AP U.S. Government and Politics provides a college-level, nonpartisan introduction to key political concepts, ideas, institutions, policies, interactions, roles, and behaviors that characterize the constitutional system and political culture of the United States. Students will study U.S. foundational documents, Supreme Court decisions, and other texts and visuals to gain an understanding of the relationships and interactions among political institutions, processes, and behaviors. They will also engage in disciplinary practices that require them to read and interpret data, make comparisons and applications, and develop evidence-based arguments. In addition, they will complete a political science research or applied civics project.

Course Overview

AP U.S. Government and Politics has been designed as a nonpartisan course and has been endorsed by the National Constitution Center as well as a range of conservative and liberal scholars for its political balance.
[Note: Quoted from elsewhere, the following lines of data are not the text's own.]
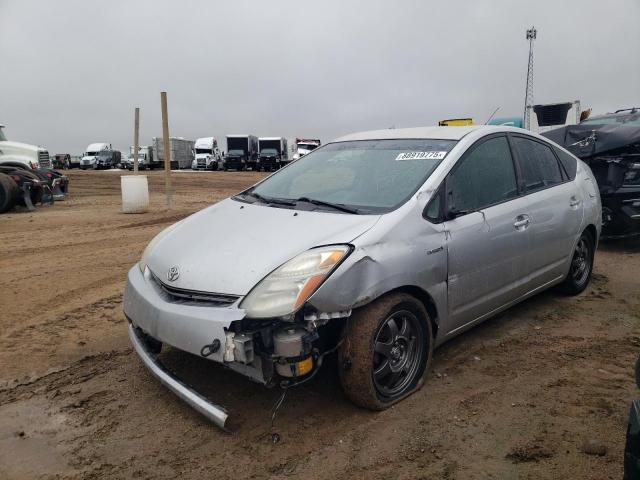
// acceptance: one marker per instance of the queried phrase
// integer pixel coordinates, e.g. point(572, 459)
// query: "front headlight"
point(285, 290)
point(142, 264)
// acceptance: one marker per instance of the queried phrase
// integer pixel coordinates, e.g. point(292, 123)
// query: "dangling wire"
point(275, 437)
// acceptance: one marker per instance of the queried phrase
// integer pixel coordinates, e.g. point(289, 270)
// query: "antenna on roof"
point(532, 33)
point(494, 112)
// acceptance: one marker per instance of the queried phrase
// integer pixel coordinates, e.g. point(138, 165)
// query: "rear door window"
point(486, 176)
point(569, 163)
point(538, 164)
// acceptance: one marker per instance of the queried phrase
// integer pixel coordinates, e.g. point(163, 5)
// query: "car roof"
point(436, 133)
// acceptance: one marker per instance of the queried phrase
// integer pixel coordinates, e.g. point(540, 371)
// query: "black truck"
point(273, 153)
point(610, 145)
point(242, 152)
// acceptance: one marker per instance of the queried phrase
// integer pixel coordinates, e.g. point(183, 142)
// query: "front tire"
point(386, 351)
point(581, 267)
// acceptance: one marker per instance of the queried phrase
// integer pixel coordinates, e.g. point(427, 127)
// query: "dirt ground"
point(514, 398)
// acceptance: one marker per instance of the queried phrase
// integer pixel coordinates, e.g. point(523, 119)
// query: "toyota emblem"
point(173, 274)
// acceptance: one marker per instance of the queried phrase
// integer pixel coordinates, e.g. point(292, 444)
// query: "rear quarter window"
point(568, 161)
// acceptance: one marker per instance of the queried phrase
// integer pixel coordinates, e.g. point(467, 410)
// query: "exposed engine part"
point(319, 316)
point(294, 357)
point(243, 348)
point(229, 347)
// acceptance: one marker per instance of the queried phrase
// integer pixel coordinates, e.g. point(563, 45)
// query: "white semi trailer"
point(207, 154)
point(182, 151)
point(145, 158)
point(31, 156)
point(90, 155)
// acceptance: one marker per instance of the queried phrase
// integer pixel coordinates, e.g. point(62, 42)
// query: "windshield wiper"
point(269, 200)
point(335, 206)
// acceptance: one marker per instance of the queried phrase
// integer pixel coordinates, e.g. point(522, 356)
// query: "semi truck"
point(90, 155)
point(273, 153)
point(145, 158)
point(305, 145)
point(207, 154)
point(31, 156)
point(242, 152)
point(181, 151)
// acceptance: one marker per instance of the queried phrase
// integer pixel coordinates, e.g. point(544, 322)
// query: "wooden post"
point(167, 150)
point(136, 130)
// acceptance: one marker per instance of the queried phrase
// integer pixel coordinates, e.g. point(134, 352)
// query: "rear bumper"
point(211, 411)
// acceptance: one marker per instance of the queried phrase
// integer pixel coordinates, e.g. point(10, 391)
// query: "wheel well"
point(426, 300)
point(591, 229)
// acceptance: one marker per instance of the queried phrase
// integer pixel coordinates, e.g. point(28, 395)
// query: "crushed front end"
point(612, 151)
point(272, 352)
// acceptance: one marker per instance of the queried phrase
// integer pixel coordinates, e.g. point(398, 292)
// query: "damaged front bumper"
point(211, 411)
point(264, 351)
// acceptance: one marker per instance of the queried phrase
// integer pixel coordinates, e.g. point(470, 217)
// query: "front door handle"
point(522, 222)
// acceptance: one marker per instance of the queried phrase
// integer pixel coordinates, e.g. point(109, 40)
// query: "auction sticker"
point(421, 156)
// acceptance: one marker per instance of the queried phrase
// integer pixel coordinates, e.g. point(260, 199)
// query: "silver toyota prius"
point(379, 245)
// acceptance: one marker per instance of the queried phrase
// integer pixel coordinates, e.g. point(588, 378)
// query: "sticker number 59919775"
point(421, 156)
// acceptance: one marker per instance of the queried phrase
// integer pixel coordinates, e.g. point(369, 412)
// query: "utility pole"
point(528, 97)
point(167, 150)
point(136, 130)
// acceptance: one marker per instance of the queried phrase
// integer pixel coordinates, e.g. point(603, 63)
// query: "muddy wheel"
point(386, 352)
point(581, 266)
point(8, 192)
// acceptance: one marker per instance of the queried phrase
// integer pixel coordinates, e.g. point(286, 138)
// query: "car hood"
point(229, 247)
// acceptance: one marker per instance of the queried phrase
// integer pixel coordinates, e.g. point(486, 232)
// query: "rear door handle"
point(522, 222)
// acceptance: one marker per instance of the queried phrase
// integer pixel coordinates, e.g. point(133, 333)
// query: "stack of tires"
point(9, 193)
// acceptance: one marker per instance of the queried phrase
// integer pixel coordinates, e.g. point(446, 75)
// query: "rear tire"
point(581, 267)
point(8, 192)
point(386, 352)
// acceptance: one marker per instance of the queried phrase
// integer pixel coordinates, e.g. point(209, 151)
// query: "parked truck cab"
point(273, 153)
point(207, 154)
point(90, 156)
point(242, 152)
point(28, 155)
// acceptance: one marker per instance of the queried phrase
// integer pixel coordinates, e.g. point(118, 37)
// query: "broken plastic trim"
point(211, 411)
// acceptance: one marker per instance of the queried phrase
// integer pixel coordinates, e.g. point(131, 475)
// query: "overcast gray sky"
point(72, 71)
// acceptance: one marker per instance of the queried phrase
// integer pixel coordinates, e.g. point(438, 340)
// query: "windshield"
point(373, 176)
point(306, 147)
point(630, 119)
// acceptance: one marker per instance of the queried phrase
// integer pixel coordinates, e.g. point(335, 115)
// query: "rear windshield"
point(373, 176)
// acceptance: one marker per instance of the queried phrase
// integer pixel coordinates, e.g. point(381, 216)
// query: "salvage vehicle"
point(610, 145)
point(632, 445)
point(30, 188)
point(55, 184)
point(9, 192)
point(379, 245)
point(61, 160)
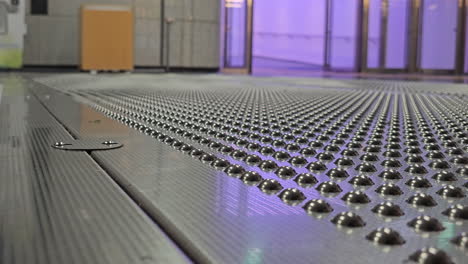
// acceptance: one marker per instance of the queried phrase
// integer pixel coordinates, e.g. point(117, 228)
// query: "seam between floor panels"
point(171, 231)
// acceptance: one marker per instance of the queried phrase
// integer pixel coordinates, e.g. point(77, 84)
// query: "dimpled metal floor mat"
point(383, 164)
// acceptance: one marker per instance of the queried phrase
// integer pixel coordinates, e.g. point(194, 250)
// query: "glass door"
point(438, 35)
point(387, 35)
point(237, 36)
point(343, 31)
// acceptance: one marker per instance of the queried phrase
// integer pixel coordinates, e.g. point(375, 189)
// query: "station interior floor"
point(212, 168)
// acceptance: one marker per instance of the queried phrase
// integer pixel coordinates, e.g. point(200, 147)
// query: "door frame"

The required readings are the Declaration of Independence, the U.S. Constitution, the Articles of Confederation, representative Federalist Papers, Brutus No. 1, and Martin Luther King Jr’s “Letter from a Birmingham Jail.” In addition, there are 15 required Supreme Court cases. Additional readings and assignments that teachers select to supplement the course must, as a whole, maintain a political balance. It is expected and required that all AP-authorized courses maintain political balance through a nonpartisan curriculum.

The content outline is divided into five separate units that comprise major course topics. Each unit begins with a short narrative providing background and context, followed by two or more essential questions that will help you connect the unit’s content to the big ideas in the course. Within each unit, a number of enduring understandings focus on specific aspects of the unit and delineate the level of conceptual understanding required of successful AP students. The course content for each unit is presented in a tabular format. The Units are as follows:

  • Foundations of American Democracy
  • Interactions among Branches
  • Civil Liberties and Civil Rights
  • American Political Ideologies and Beliefs
  • Political Participation

The Project Requirement

The required project adds a civic component to the course, engaging students in exploring how they can affect, and are affected by, government and politics throughout their lives. The project might have students collect data on a teacher-approved political science topic, participate in a community service activity, or observe and report on the policymaking process of a governing body. Students should plan a presentation that relates their experiences or findings to what they are learning in the course.